Minoxidil (Rogaine): This is a non-prescription medication approved for androgenetic alopecia and alopecia areata. Minoxidil comes in a liquid or foam that is rubbed into your scalp twice a day. This is the most effective method to treat male-pattern and female-pattern hair loss. However, only 30–40% of patients experience hair growth. Minoxidil is not effective for other causes of hair loss except alopecia areata. Hair regrowth can take 8 to 12 months. Treatment is continued indefinitely because if the treatment is stopped, hair loss resumes again. Most frequent side effects are mild scalp irritation, allergic contact dermatitis, and increased facial hair.
Finasteride (Propecia): Is used in male-pattern hair loss in a pill form taken on a daily basis. Finasteride is not indicated for women and is not recommended in pregnant women. Treatment is effective within 6 to 8 months of treatment. Side effects include decreasedlibido, erectile dysfunction, ejaculatory dysfunction, gynecomastia, and myopathy. Treatment should be continued as long as positive results occur. Once treatment is stopped, hair loss resumes again.
Corticosteroids: Injections of cortisone into the scalp can be used to treat alopecia areata. This type of treatment is repeated on a monthly basis. Physician may prescribe oral pills for extensive hair loss due to alopecia areata. Results may take up to a month to be seen.
Anthralin (Dritho-Scalp): Available as a cream or ointment that is applied to the scalp and washed off daily. More commonly is used to treat psoriasis. Results may take up to 12 weeks to be seen.

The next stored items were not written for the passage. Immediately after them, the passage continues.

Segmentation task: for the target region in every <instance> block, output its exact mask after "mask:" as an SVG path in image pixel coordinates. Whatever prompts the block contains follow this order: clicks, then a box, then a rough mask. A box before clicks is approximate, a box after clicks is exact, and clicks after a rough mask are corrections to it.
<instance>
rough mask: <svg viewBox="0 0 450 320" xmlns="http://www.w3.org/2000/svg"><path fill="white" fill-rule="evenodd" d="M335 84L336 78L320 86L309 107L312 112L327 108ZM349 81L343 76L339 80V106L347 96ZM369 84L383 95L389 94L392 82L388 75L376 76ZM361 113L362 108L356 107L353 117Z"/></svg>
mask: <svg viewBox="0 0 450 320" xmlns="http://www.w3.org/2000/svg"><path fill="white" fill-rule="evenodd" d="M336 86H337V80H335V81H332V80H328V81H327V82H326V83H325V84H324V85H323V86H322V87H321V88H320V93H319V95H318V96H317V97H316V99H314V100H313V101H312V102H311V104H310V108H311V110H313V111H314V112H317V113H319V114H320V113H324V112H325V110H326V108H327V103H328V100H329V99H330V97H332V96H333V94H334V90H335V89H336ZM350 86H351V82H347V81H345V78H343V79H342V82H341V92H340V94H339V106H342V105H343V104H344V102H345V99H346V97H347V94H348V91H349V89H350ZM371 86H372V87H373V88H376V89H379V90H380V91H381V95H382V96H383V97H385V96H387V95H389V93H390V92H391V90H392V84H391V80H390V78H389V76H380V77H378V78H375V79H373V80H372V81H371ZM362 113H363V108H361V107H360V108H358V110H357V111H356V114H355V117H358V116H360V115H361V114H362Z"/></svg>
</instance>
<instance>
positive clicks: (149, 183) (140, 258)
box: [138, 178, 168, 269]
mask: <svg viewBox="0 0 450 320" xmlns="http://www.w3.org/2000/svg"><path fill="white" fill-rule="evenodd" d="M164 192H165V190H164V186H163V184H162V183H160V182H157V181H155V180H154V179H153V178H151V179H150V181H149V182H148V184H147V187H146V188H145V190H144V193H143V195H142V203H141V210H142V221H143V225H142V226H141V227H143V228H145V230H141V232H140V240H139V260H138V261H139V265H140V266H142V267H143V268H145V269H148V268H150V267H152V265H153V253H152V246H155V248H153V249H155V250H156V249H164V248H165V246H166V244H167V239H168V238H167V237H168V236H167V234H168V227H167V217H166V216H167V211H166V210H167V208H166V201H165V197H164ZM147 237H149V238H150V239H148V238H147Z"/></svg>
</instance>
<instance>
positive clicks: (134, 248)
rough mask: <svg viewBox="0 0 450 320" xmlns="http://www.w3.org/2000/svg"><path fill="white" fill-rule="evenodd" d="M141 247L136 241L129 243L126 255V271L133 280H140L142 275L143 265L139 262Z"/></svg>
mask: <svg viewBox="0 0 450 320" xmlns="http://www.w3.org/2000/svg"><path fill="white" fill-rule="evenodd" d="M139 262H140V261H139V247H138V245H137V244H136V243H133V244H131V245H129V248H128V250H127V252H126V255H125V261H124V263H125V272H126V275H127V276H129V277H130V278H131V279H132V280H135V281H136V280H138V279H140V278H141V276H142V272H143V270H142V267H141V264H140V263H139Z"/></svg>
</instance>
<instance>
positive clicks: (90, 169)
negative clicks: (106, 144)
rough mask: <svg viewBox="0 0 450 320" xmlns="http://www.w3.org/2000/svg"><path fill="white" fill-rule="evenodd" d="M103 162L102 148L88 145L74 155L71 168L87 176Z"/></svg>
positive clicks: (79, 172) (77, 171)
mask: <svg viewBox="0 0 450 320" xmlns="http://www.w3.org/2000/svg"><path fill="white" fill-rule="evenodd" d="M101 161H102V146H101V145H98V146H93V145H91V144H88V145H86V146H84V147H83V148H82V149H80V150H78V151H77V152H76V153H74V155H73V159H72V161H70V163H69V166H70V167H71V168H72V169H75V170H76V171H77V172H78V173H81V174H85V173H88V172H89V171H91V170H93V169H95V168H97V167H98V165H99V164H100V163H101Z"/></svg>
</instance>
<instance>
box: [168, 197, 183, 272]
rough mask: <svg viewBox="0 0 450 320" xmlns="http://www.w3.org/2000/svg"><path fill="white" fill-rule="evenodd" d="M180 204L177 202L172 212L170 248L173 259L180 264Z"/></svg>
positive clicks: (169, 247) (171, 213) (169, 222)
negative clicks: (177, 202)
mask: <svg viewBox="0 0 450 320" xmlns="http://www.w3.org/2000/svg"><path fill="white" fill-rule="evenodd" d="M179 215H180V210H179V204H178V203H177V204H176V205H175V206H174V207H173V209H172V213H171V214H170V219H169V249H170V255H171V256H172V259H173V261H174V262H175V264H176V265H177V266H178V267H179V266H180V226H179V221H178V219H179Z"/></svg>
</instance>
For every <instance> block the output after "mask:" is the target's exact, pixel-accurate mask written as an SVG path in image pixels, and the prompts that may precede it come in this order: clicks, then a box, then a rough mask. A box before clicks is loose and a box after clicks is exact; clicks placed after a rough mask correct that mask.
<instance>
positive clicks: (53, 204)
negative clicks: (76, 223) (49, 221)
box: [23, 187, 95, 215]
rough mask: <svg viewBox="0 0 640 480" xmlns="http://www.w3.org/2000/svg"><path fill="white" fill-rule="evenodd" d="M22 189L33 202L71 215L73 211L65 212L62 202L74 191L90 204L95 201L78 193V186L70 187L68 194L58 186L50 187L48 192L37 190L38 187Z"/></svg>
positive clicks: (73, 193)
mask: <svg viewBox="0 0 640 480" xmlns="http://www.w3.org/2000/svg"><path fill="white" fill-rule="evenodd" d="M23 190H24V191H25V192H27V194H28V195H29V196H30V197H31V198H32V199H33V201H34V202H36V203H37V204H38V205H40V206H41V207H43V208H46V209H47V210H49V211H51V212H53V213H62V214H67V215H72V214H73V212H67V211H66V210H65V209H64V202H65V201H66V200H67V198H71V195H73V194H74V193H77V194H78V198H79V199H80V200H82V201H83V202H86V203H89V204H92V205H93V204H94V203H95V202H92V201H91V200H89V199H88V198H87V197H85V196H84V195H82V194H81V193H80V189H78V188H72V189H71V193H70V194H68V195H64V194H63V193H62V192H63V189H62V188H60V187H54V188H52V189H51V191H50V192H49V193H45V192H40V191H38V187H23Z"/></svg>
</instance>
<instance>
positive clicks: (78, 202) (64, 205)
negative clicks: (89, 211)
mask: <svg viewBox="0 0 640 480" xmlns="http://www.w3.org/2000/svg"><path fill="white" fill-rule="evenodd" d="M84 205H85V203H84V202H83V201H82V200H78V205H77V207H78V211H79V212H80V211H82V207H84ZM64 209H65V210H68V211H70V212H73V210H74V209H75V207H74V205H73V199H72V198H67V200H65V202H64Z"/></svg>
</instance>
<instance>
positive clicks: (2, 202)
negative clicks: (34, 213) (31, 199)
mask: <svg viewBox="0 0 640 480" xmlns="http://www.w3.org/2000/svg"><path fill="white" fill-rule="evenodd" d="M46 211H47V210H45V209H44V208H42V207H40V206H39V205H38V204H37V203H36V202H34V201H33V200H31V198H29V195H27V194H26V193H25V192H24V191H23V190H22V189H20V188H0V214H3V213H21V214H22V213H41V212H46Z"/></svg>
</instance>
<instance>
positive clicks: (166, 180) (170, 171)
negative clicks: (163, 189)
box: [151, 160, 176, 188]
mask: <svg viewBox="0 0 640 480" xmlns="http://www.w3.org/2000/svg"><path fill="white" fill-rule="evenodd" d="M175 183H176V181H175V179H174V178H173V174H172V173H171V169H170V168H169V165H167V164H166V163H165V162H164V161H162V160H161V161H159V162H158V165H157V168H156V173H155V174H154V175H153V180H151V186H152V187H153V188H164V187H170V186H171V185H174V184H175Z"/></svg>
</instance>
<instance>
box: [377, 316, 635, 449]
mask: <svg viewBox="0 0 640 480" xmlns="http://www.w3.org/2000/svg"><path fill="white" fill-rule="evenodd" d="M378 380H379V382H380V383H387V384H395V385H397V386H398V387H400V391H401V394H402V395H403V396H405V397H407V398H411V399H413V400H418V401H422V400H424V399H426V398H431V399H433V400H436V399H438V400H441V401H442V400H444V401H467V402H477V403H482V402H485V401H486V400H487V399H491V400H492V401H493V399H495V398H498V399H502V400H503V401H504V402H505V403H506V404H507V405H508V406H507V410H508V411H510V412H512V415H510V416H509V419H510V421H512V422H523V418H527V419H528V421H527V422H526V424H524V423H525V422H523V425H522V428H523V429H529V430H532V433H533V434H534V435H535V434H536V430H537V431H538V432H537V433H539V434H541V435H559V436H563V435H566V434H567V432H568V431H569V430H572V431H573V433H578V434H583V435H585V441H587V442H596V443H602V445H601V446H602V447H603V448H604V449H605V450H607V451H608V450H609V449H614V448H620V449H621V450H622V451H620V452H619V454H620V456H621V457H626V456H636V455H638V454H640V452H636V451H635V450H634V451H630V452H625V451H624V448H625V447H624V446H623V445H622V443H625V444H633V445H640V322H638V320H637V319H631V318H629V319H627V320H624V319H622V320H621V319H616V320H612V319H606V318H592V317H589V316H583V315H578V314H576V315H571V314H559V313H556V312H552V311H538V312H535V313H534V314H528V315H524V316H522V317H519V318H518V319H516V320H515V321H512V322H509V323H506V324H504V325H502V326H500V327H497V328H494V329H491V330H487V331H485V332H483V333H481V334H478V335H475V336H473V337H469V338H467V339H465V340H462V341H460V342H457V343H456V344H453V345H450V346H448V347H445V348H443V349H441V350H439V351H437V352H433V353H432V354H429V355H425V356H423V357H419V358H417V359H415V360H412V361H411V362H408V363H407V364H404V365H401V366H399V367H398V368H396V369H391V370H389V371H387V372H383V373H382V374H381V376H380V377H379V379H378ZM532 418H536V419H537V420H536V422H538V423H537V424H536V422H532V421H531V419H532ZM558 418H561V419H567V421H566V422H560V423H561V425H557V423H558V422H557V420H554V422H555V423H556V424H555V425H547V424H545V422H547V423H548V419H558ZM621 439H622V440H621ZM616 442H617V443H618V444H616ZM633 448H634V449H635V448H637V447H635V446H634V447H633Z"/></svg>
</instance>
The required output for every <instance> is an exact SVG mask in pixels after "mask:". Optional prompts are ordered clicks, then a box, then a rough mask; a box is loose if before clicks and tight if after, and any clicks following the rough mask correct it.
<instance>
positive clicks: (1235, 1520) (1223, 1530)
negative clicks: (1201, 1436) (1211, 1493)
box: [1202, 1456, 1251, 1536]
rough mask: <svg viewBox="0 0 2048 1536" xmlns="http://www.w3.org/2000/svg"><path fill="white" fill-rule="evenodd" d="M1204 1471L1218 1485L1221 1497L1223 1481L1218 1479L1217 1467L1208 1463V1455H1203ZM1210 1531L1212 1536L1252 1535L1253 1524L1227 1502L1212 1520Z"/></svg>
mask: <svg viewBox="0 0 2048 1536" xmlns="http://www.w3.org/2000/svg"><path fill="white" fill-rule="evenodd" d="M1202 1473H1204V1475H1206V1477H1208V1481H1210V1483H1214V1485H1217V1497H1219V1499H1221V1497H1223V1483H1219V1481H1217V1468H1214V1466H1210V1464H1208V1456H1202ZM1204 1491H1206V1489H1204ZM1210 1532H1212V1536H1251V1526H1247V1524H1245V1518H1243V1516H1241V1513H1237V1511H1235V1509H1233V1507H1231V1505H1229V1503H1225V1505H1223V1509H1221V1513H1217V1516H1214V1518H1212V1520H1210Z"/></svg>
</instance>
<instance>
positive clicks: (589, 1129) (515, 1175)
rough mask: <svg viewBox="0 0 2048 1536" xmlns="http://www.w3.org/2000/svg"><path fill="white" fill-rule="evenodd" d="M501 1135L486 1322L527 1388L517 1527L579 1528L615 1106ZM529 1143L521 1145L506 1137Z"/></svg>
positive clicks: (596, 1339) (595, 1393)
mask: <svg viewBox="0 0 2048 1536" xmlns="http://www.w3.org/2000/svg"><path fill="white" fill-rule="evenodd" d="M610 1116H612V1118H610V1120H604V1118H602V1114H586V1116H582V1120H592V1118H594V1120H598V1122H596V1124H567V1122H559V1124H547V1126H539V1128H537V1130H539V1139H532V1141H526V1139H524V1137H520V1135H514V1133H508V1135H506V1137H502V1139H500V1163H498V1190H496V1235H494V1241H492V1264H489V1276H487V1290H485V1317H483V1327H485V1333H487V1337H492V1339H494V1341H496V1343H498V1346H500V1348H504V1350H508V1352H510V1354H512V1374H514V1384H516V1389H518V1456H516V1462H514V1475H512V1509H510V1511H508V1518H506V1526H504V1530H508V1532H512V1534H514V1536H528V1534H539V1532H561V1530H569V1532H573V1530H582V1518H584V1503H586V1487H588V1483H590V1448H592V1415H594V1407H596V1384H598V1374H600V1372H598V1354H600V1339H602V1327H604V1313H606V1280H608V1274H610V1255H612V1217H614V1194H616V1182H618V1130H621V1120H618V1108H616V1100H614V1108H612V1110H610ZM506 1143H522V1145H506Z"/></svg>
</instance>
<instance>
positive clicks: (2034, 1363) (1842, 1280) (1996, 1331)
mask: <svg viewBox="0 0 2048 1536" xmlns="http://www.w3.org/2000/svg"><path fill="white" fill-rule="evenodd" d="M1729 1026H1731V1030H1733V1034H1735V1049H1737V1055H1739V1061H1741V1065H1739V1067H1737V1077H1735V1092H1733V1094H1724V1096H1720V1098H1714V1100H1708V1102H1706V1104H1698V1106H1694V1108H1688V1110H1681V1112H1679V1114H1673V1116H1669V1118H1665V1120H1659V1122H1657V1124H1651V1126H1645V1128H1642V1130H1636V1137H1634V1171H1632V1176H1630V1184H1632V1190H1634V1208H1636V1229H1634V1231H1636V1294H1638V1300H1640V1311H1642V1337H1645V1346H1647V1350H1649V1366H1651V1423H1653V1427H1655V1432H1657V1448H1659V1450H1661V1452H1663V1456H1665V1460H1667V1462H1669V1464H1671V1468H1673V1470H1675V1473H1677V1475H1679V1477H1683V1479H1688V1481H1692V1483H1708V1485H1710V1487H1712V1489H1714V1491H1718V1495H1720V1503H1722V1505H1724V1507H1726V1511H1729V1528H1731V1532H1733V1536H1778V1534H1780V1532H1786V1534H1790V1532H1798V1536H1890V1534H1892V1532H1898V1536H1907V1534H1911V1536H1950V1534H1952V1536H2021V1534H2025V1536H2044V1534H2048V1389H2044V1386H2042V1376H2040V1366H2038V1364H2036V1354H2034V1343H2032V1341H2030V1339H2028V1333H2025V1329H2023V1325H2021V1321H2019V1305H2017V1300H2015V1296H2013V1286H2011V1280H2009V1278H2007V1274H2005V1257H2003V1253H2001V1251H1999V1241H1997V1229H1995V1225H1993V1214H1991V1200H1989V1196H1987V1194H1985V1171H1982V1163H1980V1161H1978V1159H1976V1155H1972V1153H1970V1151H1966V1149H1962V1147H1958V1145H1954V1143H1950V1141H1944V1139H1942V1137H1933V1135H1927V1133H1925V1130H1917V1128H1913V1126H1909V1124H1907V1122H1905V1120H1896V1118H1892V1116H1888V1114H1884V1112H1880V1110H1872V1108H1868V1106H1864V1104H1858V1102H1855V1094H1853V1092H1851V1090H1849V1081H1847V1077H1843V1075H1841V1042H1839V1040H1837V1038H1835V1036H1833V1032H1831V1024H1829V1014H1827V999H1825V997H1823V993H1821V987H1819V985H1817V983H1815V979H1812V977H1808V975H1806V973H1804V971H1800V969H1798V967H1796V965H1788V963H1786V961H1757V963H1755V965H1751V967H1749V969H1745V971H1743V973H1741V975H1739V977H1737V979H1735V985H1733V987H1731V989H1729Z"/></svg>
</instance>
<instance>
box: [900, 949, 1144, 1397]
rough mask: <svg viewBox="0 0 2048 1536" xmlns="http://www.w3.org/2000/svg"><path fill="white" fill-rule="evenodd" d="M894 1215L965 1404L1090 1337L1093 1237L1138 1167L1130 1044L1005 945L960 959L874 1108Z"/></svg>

Hormonal Modulators: Oral contraceptives or spironolactone can be used for female-pattern hair loss associated withhyperandrogenemia.
Surgical Options: Treatment options such as follicle transplant, scalp flaps, and alopecia reduction are available. These procedures are generally chosen by those who are self-conscious about their hair loss. These options are expensive and painful. There is a risk of infection and scarring. Once surgery has occurred, it takes 6 to 8 months before the quality of new hair can be assessed.
Hair transplant: A dermatologist or cosmetic surgeon takes tiny plugs of skin, each which contains a few hairs, and implants the plugs into bald sections. The plugs are generally taken from the back or sides of your scalp. Several transplant sessions may be necessary.
Scalp Reduction: This process is the decreasing of the area of bald skin on your head. As time goes, the skin on our head becomes flexible and stretched enough that some of it can be surgically removed. After the hairless scalp is removed, the space is closed with hair-covered scalp. Scalp reduction is generally done in combination with hair transplantation to provide a natural-looking hairline, especially those with extensive hair loss.
Wigs: As an alternative to medical and surgical treatment, some patients wear a wig or hairpiece. They can be used permanently or temporarily to cover the hair loss. Quality, and natural looking wigs and hairpieces are available.